The Catholic coup


ALTHOUGH Roman Catholics constitute the largest single religious community in the world and embrace nearly one-quarter of the U.S. population, relatively few people are aware of the prolonged, slow-motion coup that has been under way in the church since the election of Pope John Paul II in October 1978.

Although no phone lines have been cut and no one has been placed under house arrest, it is a coup nonetheless, fueled by the ideology and resentment of the defeated minority at the Second Vatican Council (1962-1965) and its heirs.

This coup is comparable in shape and intent to the coup that so recently failed in Moscow. Ecclesiastical hard-liners, fearful of the loss of power and privilege, are attempting to reverse the new, progressive course set by Pope John XXIII and his council.

That course antedated by some 25 years the process that Mikhail Gorbachev set in motion in the Soviet Union: a restructuring of the Catholic church (perestroika) and a throwing open of the windows to let in some fresh air (glasnost) -- to use one of John XXIII's favorite expressions.

But the bureaucrats and their allies within the Catholic church opposed Pope John's program of renewal and reform just as their ideological soul mates have opposed it in the Soviet Union.

At Vatican II they actively resisted the decentralization of power from Rome to the local churches (called collegiality), just as the Soviet putschists resisted the shift of power from the center to the republics.

At Vatican II they opposed outreach to non-Catholics (ecumenism), just as the Soviet apparatchiks opposed the thawing of relationships with the West.

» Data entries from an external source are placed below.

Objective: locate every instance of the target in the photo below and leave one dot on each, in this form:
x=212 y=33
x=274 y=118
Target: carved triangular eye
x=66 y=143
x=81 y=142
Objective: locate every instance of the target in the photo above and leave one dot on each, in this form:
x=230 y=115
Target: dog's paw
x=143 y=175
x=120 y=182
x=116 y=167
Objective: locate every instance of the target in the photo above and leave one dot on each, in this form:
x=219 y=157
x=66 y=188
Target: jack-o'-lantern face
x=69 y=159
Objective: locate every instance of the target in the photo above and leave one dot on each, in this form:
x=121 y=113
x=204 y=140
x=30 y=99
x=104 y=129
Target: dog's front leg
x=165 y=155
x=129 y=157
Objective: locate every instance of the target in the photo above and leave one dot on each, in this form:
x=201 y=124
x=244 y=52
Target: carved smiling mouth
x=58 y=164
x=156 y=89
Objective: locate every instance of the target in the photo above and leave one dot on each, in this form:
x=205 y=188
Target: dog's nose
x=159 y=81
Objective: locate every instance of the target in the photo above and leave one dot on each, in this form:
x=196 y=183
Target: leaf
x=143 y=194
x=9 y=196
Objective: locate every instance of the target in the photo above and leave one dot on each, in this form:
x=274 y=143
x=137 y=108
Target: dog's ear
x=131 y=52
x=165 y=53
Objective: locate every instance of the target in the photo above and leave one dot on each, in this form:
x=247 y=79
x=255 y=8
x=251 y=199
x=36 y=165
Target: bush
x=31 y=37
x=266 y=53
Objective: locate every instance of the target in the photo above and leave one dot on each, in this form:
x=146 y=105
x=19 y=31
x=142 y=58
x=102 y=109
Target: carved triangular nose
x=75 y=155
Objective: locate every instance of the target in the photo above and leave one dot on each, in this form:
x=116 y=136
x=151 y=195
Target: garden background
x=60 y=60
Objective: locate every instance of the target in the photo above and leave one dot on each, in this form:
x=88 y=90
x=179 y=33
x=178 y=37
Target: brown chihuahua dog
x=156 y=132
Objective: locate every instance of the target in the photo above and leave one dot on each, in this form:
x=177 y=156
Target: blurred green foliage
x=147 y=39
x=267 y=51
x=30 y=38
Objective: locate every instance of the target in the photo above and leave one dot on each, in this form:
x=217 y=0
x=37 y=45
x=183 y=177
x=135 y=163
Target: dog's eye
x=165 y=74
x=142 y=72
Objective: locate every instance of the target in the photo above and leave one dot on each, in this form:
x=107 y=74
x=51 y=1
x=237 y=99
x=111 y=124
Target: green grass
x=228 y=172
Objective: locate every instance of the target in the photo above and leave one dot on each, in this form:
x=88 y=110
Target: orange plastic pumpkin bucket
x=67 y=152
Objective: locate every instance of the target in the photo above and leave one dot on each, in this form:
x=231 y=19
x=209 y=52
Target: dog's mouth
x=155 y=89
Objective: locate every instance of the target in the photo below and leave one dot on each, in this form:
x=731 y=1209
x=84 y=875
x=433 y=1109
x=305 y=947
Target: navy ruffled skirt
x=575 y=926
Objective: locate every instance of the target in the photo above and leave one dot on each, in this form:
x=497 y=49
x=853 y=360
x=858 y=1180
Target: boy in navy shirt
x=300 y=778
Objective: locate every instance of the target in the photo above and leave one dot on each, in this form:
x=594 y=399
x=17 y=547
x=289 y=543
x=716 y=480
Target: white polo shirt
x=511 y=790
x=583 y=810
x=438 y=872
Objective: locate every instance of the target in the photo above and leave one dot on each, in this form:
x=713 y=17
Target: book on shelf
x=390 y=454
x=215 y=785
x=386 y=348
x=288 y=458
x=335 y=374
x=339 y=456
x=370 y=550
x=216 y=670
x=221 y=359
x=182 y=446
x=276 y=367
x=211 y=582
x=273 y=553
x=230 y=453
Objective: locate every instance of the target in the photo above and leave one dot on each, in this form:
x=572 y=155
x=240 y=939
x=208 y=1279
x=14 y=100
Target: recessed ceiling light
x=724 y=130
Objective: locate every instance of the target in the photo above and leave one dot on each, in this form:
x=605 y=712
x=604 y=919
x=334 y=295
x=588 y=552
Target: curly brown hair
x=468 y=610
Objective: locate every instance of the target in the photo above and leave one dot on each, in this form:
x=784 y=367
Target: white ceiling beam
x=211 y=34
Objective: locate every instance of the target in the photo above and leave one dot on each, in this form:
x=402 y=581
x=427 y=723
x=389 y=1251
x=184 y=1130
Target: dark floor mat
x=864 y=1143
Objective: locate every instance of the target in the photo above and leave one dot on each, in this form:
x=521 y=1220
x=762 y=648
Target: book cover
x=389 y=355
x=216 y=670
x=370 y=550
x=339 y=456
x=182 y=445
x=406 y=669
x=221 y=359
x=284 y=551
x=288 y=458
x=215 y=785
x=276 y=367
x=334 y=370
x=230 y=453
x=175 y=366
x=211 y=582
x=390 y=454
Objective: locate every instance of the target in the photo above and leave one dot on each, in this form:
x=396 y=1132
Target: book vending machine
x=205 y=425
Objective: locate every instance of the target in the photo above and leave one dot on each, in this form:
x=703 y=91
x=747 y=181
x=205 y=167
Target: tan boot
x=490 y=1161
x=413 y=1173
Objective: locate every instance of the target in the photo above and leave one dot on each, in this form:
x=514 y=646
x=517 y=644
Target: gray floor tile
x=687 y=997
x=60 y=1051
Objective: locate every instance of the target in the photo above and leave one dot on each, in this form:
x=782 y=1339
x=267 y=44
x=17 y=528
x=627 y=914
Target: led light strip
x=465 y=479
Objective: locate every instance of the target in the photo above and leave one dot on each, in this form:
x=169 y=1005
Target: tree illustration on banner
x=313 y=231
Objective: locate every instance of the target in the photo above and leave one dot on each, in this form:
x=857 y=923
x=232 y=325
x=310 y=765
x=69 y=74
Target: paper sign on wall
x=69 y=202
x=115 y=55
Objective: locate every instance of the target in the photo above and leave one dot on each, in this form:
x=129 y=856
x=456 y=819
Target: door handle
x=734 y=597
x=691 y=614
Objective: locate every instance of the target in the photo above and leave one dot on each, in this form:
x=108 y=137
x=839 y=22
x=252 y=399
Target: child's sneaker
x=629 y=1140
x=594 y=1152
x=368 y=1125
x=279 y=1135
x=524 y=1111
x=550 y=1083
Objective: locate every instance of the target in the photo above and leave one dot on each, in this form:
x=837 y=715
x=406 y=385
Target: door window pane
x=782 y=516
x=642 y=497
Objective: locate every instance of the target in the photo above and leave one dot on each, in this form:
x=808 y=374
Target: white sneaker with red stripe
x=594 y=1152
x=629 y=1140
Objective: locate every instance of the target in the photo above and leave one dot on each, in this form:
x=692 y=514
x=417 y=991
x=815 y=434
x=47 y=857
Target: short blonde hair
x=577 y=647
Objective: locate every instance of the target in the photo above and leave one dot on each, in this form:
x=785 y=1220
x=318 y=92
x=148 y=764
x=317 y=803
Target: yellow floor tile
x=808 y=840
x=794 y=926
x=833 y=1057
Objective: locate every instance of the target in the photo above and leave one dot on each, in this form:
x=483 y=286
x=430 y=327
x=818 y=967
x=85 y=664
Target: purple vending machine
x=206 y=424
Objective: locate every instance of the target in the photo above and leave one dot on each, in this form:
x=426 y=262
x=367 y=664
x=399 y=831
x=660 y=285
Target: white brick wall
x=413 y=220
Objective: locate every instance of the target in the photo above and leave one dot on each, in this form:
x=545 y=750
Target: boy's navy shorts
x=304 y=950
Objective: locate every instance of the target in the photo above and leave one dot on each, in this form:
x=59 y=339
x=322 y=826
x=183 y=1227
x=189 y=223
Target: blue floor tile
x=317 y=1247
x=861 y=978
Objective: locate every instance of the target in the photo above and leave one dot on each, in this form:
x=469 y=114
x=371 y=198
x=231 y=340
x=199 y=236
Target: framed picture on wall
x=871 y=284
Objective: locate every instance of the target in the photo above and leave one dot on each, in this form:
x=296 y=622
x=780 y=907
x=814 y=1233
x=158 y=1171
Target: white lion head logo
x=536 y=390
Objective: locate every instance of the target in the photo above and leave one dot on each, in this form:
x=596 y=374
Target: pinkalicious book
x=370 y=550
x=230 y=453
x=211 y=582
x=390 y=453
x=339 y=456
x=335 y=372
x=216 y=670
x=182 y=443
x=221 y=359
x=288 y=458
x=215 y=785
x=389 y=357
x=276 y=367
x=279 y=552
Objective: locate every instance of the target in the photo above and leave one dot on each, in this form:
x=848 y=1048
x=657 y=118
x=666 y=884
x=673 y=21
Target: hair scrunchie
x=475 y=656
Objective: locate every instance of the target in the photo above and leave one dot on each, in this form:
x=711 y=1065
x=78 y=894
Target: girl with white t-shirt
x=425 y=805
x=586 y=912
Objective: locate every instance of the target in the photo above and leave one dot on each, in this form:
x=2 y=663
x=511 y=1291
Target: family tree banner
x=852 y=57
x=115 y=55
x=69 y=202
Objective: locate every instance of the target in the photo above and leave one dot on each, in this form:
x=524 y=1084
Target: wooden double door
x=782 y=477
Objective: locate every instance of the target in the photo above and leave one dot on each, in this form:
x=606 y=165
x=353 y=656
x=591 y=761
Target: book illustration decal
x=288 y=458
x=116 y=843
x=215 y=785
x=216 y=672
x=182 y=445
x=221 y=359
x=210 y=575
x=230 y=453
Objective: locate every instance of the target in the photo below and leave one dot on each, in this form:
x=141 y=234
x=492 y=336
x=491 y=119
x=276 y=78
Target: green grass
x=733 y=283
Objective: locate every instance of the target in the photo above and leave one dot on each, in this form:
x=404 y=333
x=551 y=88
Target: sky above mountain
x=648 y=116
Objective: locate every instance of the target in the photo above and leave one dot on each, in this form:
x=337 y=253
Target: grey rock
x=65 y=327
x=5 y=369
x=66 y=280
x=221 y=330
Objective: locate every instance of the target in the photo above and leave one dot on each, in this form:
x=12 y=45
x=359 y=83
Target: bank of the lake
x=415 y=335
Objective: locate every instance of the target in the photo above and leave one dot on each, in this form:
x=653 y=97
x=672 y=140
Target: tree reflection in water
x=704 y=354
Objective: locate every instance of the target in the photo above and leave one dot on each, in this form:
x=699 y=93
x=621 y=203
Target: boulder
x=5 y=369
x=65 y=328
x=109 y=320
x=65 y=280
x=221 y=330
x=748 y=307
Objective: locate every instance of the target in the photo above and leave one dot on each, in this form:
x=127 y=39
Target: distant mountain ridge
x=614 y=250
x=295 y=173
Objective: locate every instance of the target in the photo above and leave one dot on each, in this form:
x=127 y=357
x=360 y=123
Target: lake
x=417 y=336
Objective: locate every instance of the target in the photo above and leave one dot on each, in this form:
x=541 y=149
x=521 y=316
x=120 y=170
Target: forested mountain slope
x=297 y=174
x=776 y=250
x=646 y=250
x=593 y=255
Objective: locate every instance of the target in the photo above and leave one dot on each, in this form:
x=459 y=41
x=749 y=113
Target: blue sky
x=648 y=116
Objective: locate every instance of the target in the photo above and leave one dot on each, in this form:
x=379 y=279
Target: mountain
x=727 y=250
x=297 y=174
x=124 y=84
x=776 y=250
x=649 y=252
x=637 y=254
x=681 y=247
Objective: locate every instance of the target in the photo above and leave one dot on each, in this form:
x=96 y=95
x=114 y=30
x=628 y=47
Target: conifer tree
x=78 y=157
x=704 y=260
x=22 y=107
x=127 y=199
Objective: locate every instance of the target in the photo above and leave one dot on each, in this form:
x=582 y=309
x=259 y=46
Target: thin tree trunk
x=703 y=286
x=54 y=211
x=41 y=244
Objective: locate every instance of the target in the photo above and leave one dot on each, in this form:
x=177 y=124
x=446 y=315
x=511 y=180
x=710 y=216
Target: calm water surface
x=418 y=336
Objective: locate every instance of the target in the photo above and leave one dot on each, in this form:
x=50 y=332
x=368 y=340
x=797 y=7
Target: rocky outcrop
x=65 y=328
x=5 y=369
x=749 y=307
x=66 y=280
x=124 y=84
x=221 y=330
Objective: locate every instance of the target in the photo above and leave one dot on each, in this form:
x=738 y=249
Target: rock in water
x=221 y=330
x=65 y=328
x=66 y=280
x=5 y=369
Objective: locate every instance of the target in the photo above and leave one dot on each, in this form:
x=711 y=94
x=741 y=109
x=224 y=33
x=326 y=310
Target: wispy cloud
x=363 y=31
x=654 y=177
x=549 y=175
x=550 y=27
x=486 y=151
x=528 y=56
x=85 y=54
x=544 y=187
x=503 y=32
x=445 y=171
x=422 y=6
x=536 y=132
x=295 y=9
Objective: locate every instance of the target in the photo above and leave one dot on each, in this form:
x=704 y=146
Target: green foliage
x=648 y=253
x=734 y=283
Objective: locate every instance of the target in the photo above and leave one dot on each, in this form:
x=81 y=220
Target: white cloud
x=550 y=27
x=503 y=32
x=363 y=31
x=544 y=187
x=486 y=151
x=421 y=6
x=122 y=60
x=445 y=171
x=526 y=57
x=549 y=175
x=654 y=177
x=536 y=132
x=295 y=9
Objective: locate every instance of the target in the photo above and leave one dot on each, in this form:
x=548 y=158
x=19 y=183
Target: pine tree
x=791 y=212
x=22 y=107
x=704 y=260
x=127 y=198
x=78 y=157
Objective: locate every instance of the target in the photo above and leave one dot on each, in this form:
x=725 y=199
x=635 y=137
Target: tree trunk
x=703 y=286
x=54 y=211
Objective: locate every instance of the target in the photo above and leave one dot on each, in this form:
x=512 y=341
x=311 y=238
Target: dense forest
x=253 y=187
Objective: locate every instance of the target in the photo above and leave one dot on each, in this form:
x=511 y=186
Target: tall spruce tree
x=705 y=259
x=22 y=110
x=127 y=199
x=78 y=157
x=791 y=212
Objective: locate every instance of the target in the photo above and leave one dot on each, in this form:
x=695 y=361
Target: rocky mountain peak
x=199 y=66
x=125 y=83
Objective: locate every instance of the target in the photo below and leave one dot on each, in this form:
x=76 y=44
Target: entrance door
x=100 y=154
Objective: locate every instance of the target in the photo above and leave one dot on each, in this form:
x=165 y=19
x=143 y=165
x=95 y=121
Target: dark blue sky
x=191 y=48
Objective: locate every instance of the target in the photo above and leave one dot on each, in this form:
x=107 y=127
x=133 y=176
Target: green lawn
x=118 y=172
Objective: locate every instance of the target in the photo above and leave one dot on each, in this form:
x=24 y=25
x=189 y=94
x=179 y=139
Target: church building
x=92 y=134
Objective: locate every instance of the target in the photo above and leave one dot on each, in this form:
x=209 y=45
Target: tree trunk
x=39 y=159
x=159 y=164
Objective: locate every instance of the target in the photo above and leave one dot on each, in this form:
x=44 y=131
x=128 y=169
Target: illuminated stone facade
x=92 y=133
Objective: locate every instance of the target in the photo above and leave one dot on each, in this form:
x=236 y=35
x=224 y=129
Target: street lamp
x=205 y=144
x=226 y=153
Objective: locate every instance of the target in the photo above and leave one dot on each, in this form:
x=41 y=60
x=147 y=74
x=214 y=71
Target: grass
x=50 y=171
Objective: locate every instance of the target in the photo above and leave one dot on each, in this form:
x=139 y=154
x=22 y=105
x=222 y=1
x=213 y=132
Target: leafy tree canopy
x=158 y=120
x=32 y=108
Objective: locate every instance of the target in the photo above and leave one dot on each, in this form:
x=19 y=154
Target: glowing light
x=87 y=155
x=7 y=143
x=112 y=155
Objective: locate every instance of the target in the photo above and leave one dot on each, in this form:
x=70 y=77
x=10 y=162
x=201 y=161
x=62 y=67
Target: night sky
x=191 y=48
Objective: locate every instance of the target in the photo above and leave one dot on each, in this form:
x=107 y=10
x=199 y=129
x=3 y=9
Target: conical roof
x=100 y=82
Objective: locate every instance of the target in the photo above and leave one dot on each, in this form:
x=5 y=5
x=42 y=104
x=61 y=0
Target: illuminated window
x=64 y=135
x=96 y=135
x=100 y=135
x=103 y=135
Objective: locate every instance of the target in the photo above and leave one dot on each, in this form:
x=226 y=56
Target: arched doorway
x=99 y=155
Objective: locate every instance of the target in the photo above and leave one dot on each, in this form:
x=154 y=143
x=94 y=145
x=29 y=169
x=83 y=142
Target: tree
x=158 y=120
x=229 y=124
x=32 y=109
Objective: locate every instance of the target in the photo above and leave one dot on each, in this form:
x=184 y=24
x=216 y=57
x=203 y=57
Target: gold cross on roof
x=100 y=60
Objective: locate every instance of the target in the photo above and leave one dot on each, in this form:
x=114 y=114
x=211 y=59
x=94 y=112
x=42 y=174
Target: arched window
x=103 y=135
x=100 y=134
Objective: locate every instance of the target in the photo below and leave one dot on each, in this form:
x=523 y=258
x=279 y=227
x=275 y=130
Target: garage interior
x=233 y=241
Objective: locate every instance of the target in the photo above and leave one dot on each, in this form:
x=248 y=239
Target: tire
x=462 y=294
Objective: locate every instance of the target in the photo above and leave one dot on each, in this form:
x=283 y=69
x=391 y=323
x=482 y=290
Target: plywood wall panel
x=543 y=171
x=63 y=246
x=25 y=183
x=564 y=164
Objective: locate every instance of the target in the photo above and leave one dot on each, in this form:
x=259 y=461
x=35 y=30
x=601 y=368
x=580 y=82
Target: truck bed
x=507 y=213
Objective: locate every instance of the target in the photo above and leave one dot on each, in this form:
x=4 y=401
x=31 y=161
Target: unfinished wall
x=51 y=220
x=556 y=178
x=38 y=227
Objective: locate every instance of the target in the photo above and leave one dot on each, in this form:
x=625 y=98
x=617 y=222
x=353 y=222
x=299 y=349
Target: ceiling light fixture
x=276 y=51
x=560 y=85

At Vatican II they rejected the principle of religious freedom, just as the Soviet hard-liners rejected the new freedoms accorded the media, intellectuals and ordinary citizens alike.

The intent of the coup in the Catholic church, as in the Soviet Union, is counterreformation and restoration, a reversal of the reforms of Vatican II and a restoration of the authoritarian and provincial Catholicism of the 1950s.

The elements of this counterreformation include:

* The disciplining of theologians (criticism cannot be tolerated);

* The reinstatement of loyalty oaths;

* The rejection of the legitimate aspirations of women and an indifference to their experience;

* The pullback on ecumenism, the imposition of a doctrinally narrow universal catechism that religious educators didn't ask for, don't need and can't use;

* The downplaying of the church's ministry to the poor and the politically oppressed (reflected in the Vatican's abiding anxiety over liberation theology and its tepid response to the murders in El Salvador of Archbishop Oscar Romero and the four churchwomen in 1980, and of the six Jesuits in 1989)

* And, in particular, the packing of the hierarchy all over the world with institutional hard-liners.

Many similar elements were at work in the failed Soviet coup of last August: The reactionary officials ("patriots of an endangered order," one reporter called them). The censorship. The search for enemies. The reimposition of a party line. The appeal to the glories and greatness of another time and the attempt at restoration.

But the coup will fail in the Catholic church over the long term for the same reasons that it failed so abruptly in the Soviet Union.

It will fail, first, because history cannot be reversed. The struggle within the Catholic church between reformers and reactionaries is not a struggle between two different views of the future -- a crucial point about the Soviet coup made by Zbigniew Brzezinski. The struggle within the Catholic church is between the future and the past.

Second, the Catholic coup will fail because of the widening gap between the hierarchy of the church and its rank-and-file membership. As Foreign Minister Eduard Shevardnadze observed, the Soviet coup failed because the coup plotters did not understand that "the years of perestroika had rid [the people] of fear. . . . And since [the people] were different and [the hard-liners] had remained the same, they could not conquer" the people in the end.

That is also the case in the Catholic church. The people have changed; the leadership, by and large, has not. The pope and his appointees may want to go back, but the majority of the people do not.

This Catholic coup will fail, third, because it is predicated on the astonishingly naive assumption that outmoded authoritarian structures can be resuscitated and sustained within a large, multicultural, international body like the Catholic church. But authoritarian structures are collapsing everywhere, from Albania to Zambia. They are a thing of the past, not of the future.

As the struggle for freedom and self-determination continuous to move inexorably forward, the world's holdouts are a diminishing lot -- Fidel Castro and the butchers of Tiananmen Square, for example.

The Vatican should be in better company.

The Rev. Richard P. McBrien, a theology professor at the University of Notre Dame and former chairman of its theology department, has written extensively on matters relating to the Catholic church.